Considering that Claimant prevailed with his claims and that the financial situation of the Parties does not compel otherwise, the Arbitrator holds it fair that the costs of this arbitration be borne solely by Respondent. Furthermore, the Arbitrator holds that Claimant is entitled to recover from Respondent its legal fees and expenses, the latter being reasonable in amount.

Given that Claimant paid the totality of the Advance on Costs of EUR 9,000.00, the Arbitrator decides that in application of Article 17.3 of the BAT Rules:

BAT shall reimburse EUR 1,750.00 to Claimant, being the difference between the costs advanced by him and the arbitration costs fixed by the BAT President;

Respondent shall pay EUR 7,250.00 to Claimant, being the arbitration costs fixed by the BAT President.

(iii) Furthermore, the Arbitrator considers it appropriate to take into account the nonreimbursable handling fee of EUR 2,000.00 when assessing the expenses incurred by the Claimant in connection with these proceedings. Hence, considering also that the further amount of EUR 6,000.00 for Claimant’s legal fees and expenses is reasonable, the Arbitrator fixes the contribution towards the Claimant’s legal fees and expenses at EUR 8,000.00.

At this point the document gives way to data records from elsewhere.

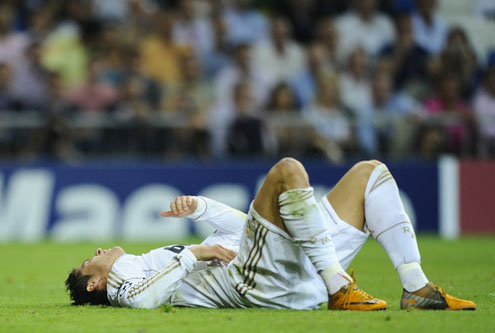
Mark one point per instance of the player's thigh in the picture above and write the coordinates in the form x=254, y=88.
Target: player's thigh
x=287, y=174
x=347, y=197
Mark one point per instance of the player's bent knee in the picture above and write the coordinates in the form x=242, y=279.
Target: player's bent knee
x=288, y=170
x=362, y=170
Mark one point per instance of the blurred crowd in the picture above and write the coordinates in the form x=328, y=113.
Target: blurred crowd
x=209, y=79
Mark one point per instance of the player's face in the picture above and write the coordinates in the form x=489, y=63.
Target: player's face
x=101, y=259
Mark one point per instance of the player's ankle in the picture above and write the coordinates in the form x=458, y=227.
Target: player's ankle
x=412, y=276
x=335, y=278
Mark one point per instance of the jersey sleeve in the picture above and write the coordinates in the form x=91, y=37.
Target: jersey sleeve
x=151, y=292
x=225, y=219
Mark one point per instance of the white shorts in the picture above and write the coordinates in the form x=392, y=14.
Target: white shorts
x=271, y=270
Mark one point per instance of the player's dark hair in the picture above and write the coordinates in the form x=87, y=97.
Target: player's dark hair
x=76, y=285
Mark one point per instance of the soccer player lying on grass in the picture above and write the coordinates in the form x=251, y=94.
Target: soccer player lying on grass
x=292, y=251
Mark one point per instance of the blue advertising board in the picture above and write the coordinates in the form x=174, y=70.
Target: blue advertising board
x=123, y=200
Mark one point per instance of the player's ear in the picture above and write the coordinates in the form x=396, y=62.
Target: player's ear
x=92, y=283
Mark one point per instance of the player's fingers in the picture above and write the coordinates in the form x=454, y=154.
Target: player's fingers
x=185, y=206
x=225, y=254
x=173, y=207
x=178, y=203
x=167, y=213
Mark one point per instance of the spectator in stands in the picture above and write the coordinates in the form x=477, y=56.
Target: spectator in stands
x=31, y=86
x=449, y=110
x=192, y=30
x=63, y=51
x=327, y=35
x=386, y=128
x=332, y=131
x=160, y=54
x=485, y=9
x=305, y=84
x=40, y=24
x=190, y=101
x=244, y=23
x=430, y=31
x=219, y=55
x=241, y=69
x=354, y=83
x=284, y=120
x=459, y=59
x=8, y=102
x=406, y=60
x=246, y=133
x=365, y=28
x=484, y=108
x=93, y=95
x=13, y=47
x=302, y=15
x=111, y=10
x=280, y=57
x=57, y=102
x=112, y=56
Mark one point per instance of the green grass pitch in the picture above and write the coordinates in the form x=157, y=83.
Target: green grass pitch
x=32, y=295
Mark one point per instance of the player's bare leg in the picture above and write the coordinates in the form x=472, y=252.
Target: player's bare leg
x=286, y=199
x=368, y=194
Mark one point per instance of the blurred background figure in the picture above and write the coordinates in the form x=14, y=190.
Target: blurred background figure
x=354, y=83
x=162, y=76
x=332, y=134
x=305, y=83
x=450, y=117
x=406, y=60
x=387, y=127
x=484, y=108
x=245, y=24
x=364, y=27
x=280, y=56
x=282, y=112
x=246, y=135
x=430, y=31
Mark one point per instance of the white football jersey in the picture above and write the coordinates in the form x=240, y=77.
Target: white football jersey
x=270, y=271
x=149, y=280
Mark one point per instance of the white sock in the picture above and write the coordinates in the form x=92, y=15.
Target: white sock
x=303, y=219
x=391, y=227
x=412, y=276
x=335, y=278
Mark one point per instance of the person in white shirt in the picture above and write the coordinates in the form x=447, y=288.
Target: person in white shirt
x=430, y=31
x=365, y=28
x=280, y=57
x=292, y=251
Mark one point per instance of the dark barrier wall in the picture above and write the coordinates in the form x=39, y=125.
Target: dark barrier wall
x=477, y=197
x=123, y=200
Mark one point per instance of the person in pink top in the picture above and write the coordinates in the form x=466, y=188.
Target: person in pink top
x=447, y=109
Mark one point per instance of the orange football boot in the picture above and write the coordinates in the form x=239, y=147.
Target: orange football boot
x=352, y=298
x=432, y=297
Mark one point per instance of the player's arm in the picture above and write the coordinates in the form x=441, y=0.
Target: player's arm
x=151, y=292
x=222, y=217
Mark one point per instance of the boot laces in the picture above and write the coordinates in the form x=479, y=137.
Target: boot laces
x=352, y=287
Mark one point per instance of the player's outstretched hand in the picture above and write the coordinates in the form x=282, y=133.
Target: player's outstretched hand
x=181, y=206
x=210, y=252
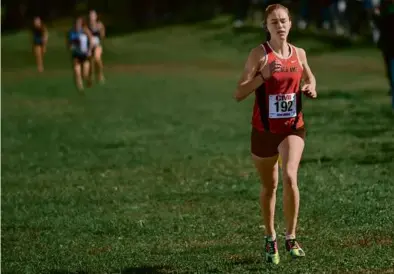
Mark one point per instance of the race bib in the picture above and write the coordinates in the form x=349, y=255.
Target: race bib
x=282, y=106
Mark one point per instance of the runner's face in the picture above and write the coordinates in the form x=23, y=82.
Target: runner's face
x=279, y=24
x=93, y=15
x=37, y=22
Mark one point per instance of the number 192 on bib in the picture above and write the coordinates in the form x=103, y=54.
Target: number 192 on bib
x=282, y=106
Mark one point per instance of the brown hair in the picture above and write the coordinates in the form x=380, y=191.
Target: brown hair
x=272, y=8
x=268, y=11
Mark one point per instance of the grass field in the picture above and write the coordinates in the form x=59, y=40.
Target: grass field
x=151, y=173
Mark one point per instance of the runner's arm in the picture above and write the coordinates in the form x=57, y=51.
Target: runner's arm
x=251, y=78
x=307, y=75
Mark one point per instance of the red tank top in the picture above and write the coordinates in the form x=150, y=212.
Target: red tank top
x=278, y=107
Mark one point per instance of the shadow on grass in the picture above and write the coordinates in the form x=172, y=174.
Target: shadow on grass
x=148, y=269
x=144, y=269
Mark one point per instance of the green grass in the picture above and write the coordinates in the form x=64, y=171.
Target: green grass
x=151, y=173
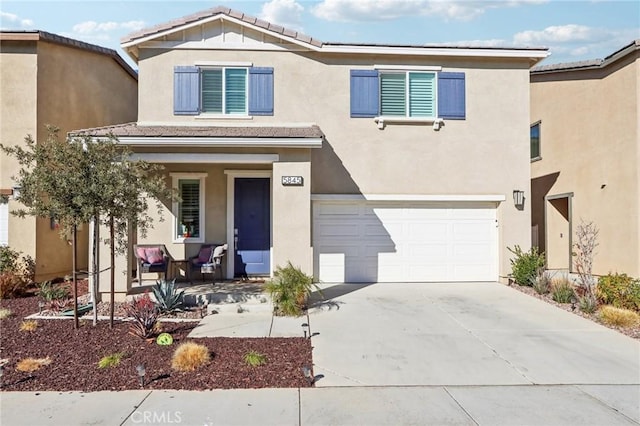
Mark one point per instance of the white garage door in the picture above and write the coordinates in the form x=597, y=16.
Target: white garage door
x=404, y=242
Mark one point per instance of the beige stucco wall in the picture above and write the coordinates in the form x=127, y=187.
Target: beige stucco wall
x=485, y=154
x=71, y=89
x=18, y=118
x=590, y=146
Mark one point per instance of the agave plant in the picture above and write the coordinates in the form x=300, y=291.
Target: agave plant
x=168, y=298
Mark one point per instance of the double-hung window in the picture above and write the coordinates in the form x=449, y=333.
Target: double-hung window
x=228, y=91
x=534, y=141
x=408, y=94
x=188, y=213
x=224, y=91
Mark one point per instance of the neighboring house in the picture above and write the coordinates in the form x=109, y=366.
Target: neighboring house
x=48, y=79
x=358, y=163
x=585, y=151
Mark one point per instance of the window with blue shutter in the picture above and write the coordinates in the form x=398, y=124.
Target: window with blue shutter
x=365, y=93
x=416, y=94
x=224, y=91
x=451, y=95
x=186, y=91
x=260, y=91
x=422, y=94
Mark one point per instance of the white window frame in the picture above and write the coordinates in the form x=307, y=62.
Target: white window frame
x=4, y=223
x=224, y=91
x=407, y=116
x=175, y=183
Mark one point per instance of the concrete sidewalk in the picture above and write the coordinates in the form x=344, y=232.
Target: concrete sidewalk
x=414, y=405
x=397, y=354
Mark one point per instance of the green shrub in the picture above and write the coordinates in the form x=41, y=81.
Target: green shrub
x=110, y=360
x=562, y=290
x=49, y=291
x=542, y=283
x=9, y=259
x=254, y=358
x=526, y=265
x=289, y=290
x=619, y=290
x=168, y=298
x=12, y=284
x=144, y=315
x=588, y=303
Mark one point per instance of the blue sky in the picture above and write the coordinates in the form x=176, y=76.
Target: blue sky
x=573, y=30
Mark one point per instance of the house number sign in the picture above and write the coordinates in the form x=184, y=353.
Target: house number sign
x=292, y=181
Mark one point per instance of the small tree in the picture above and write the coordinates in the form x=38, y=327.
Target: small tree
x=584, y=252
x=78, y=180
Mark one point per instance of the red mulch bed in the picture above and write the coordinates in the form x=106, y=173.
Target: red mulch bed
x=633, y=332
x=75, y=354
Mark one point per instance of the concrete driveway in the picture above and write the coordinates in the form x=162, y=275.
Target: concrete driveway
x=461, y=334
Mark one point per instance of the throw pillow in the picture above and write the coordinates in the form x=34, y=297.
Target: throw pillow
x=141, y=253
x=154, y=255
x=204, y=255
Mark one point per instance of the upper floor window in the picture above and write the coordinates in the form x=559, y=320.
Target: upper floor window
x=410, y=94
x=534, y=134
x=225, y=91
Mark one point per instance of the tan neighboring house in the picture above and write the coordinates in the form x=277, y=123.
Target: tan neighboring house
x=357, y=163
x=585, y=157
x=49, y=79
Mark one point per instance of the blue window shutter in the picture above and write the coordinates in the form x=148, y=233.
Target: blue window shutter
x=365, y=93
x=260, y=91
x=451, y=95
x=186, y=90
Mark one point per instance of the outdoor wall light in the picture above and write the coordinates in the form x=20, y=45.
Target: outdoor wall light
x=141, y=372
x=306, y=371
x=518, y=198
x=15, y=191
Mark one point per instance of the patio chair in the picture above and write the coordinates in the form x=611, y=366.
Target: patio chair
x=208, y=260
x=151, y=258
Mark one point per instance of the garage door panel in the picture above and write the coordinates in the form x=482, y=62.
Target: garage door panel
x=398, y=242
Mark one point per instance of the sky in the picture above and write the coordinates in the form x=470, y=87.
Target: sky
x=572, y=30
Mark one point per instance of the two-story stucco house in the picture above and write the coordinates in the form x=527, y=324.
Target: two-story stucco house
x=358, y=163
x=47, y=79
x=584, y=159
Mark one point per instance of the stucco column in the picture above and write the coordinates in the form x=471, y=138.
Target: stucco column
x=292, y=216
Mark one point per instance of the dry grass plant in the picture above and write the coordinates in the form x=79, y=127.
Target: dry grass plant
x=190, y=356
x=618, y=317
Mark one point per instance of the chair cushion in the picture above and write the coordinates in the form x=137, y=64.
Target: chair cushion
x=141, y=253
x=154, y=255
x=204, y=255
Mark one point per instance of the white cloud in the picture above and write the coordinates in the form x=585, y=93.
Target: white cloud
x=287, y=13
x=380, y=10
x=93, y=27
x=559, y=34
x=12, y=20
x=577, y=42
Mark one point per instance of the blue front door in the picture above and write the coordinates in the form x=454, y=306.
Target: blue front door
x=252, y=223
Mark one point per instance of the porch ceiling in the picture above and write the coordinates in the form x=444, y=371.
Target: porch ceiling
x=134, y=134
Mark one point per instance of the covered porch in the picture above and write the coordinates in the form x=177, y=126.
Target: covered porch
x=247, y=187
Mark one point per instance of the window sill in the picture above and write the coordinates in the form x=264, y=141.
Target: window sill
x=223, y=117
x=188, y=240
x=383, y=120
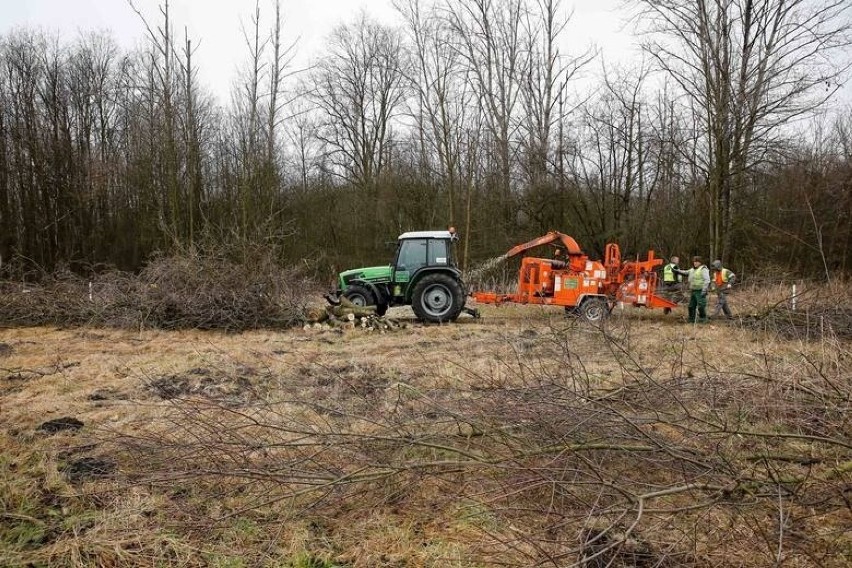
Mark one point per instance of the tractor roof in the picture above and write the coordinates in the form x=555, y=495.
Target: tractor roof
x=426, y=235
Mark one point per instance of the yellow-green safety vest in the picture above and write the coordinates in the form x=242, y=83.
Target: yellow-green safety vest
x=696, y=281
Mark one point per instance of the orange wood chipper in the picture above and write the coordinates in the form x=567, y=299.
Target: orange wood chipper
x=584, y=286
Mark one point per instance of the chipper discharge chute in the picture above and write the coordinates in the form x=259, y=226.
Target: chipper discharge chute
x=581, y=285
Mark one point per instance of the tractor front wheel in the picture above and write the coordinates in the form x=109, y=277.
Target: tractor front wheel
x=437, y=298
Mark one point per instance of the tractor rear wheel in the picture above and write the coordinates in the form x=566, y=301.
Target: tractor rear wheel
x=594, y=309
x=359, y=295
x=437, y=298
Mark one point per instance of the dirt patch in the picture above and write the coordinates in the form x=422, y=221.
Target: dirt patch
x=88, y=468
x=60, y=424
x=207, y=383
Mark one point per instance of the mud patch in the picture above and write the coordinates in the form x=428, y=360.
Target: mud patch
x=60, y=424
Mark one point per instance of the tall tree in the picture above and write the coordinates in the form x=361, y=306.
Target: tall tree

For the reasons set forth above, the Arbitrator decides as follows:

Club KK Cibona Basketball shall pay Mr. Rok Stipcevic an amount of EUR 97,500.00 plus interest of 5% p.a. since 17 April 2011.

Club KK Cibona Basketball shall pay Mr. Rok Stipcevic an amount of EUR 7,250.00 as a contribution towards the arbitration costs paid by him.

Club KK Cibona Basketball shall pay Mr. Rok Stipcevic an amount of EUR 8,000.00 as a contribution towards his legal fees and expenses.

Any other or further requests for relief are dismissed.